Despite the fact that there have been many technological developments that should improve content control, Farid is doubtful that it will get any better.
Large language models still have difficulty understanding context, thus it is likely that they won’t be able to understand the subtleties of postings and photos as well as human moderators can. Questions are also raised about scalability and specificity across cultural boundaries. Do you use a single model for every type of niche? Do you categories by nation? Are you guided by the community? It’s not a problem that has a universal solution, claims DiResta.
tools for innovative technology
If tech companies can develop reliable, widely used tools to let us know if content is AI-generated or not, that will likely determine whether generative AI ends up being more damaging or useful to the online information realm.
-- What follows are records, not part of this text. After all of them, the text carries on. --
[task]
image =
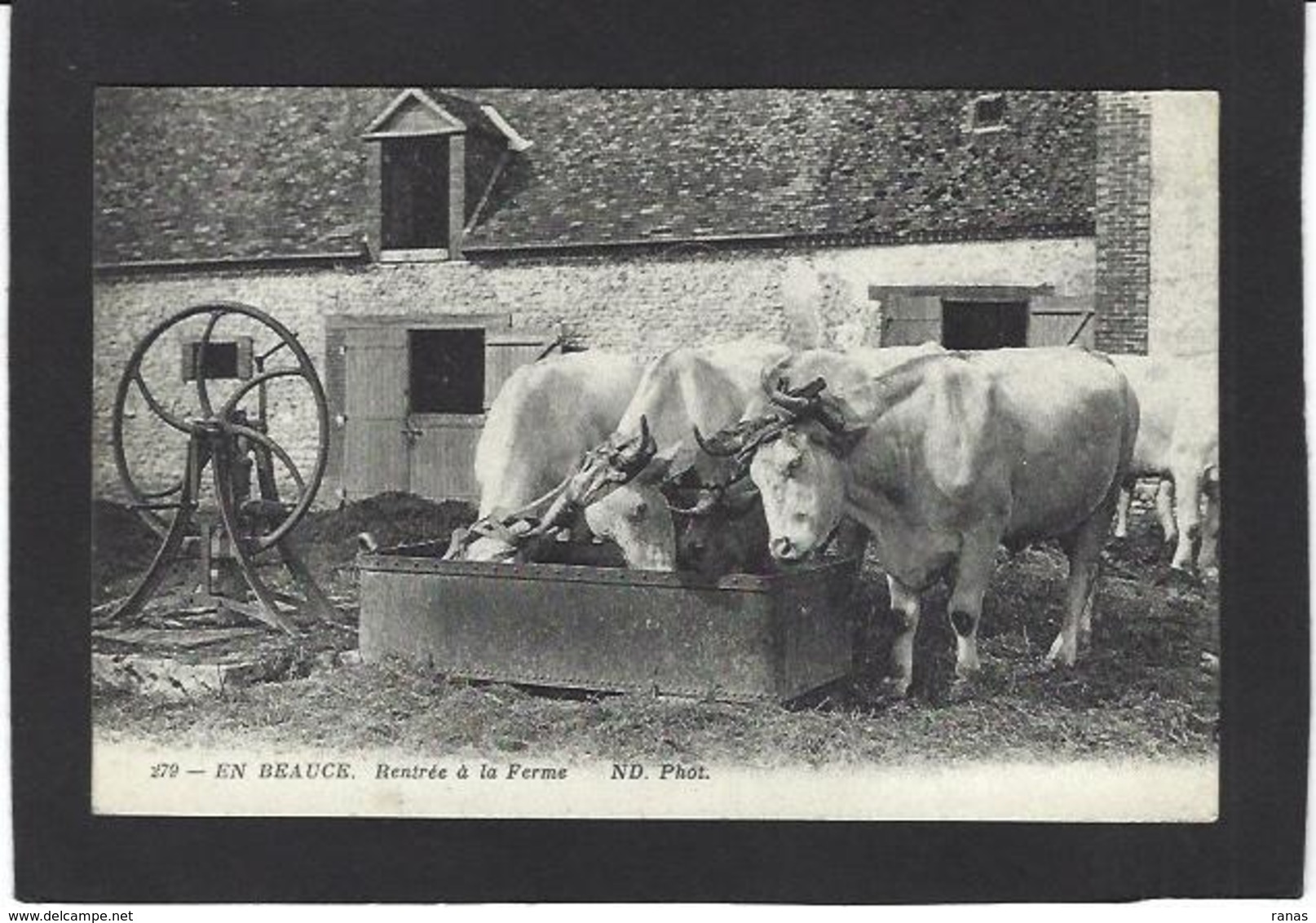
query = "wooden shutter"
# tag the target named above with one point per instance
(1061, 320)
(374, 443)
(444, 448)
(908, 320)
(508, 351)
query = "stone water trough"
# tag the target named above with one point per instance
(608, 629)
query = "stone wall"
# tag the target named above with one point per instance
(643, 304)
(1123, 220)
(1183, 303)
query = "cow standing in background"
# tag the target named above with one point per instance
(944, 458)
(545, 417)
(1178, 441)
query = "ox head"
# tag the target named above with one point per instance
(795, 458)
(617, 488)
(722, 532)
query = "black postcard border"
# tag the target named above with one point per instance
(1248, 51)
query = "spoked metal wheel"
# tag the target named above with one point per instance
(232, 417)
(233, 356)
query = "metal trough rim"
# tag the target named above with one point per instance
(405, 559)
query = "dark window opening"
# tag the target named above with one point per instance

That presents a significant technical problem, and according to DiResta, the identification of synthetic media is probably going to be given top attention. This includes techniques like digital watermarking, which incorporates a small piece of code to act as a permanent marker to indicate that the associated piece of content was created using artificial intelligence. Unlike watermarking, automated techniques for detecting postings produced or altered by AI are appealing since they don’t require the person who created the AI-generated content to explicitly label it as such. However, the present techniques that attempt to do this have not been very successful in recognizing information that has been created by a machine.
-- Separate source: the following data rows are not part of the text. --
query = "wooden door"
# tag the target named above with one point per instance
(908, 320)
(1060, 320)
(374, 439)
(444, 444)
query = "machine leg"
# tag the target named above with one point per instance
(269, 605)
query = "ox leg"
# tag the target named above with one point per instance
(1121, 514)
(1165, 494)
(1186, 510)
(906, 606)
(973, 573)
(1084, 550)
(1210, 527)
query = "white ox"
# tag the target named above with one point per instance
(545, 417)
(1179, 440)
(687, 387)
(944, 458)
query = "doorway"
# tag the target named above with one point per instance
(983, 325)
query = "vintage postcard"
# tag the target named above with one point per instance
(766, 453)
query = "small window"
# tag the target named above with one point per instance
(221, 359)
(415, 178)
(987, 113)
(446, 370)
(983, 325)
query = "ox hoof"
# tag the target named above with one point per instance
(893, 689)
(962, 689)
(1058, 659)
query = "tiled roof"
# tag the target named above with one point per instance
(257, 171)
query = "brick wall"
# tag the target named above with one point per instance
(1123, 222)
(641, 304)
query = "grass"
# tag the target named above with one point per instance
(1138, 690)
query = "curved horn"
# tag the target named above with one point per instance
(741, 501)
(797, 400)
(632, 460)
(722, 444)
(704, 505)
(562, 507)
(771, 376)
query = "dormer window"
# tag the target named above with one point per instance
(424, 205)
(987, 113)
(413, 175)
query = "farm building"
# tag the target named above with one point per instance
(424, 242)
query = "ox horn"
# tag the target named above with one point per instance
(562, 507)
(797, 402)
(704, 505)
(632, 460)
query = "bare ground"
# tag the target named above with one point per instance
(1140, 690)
However, this would rely on voluntary disclosure strategies like watermarking. Some businesses have even offered cryptographic signatures that utilize arithmetic to securely log information like how a piece of material originated.
The most recent version of the European Union’s AI Act, which was just put up this week, mandates that businesses using generative AI notify customers when material is actually generated artificially. As the desire for openness surrounding AI-generated content rises, we’re sure to hear a lot more about these kind of cutting-edge solutions in the upcoming months.
Other things I’m reading
The EU may soon outlaw both predictive police algorithms and facial recognition in public areas. This ban would represent a significant victory for the anti-face recognition movement, which has slowed down recently in the US. After a bipartisan dinner the previous night, OpenAI CEO Sam Altman will appear before the US Congress on Tuesday as part of a hearing about AI oversight. My hopes aren't very high, but I'm curious to see how knowledgeable US lawmakers are about artificial intelligence and whether anything concrete comes out of the meeting. Chinese law enforcement detained a guy last weekend for disseminating false information through ChatGPT. As part of a series of tougher restrictions governing the use of generative AI, China outlawed ChatGPT in February. This seems to be the first arrest that has followed.
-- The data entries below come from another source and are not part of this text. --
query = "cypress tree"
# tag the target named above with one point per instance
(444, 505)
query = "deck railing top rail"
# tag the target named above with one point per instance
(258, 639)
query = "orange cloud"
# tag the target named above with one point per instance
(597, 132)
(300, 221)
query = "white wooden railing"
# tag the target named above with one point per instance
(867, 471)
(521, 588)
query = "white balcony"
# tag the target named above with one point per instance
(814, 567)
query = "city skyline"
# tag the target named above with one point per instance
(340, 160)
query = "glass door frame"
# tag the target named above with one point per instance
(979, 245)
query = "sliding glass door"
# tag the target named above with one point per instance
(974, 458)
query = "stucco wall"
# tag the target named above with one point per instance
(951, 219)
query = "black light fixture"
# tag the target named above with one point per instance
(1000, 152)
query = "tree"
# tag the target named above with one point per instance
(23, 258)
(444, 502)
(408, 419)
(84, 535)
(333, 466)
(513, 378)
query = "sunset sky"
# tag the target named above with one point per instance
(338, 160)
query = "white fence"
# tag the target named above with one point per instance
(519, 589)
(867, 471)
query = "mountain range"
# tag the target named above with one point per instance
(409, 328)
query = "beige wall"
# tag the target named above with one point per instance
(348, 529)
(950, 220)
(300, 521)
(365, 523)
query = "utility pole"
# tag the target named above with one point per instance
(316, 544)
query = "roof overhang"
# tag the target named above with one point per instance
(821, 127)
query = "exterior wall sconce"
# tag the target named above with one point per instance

What I discovered last week
Despite the fact that misinformation is a serious issue for society, less people seem to be exposed to it than you might think. Despite the fact that disinformation is frequently shared on Telegram, most users don’t seem to continue doing so, according to Oxford Internet Institute researchers who looked at more than 200,000 posts.
In their study, the authors draw the following conclusion: “Contrary to popular received wisdom, the audience for misinformation is not a general one, but a small and active community of users.” Telegram is largely unmoderated, but the research raises the possibility that there may be a degree of an organic, demand-driven impact that controls false information.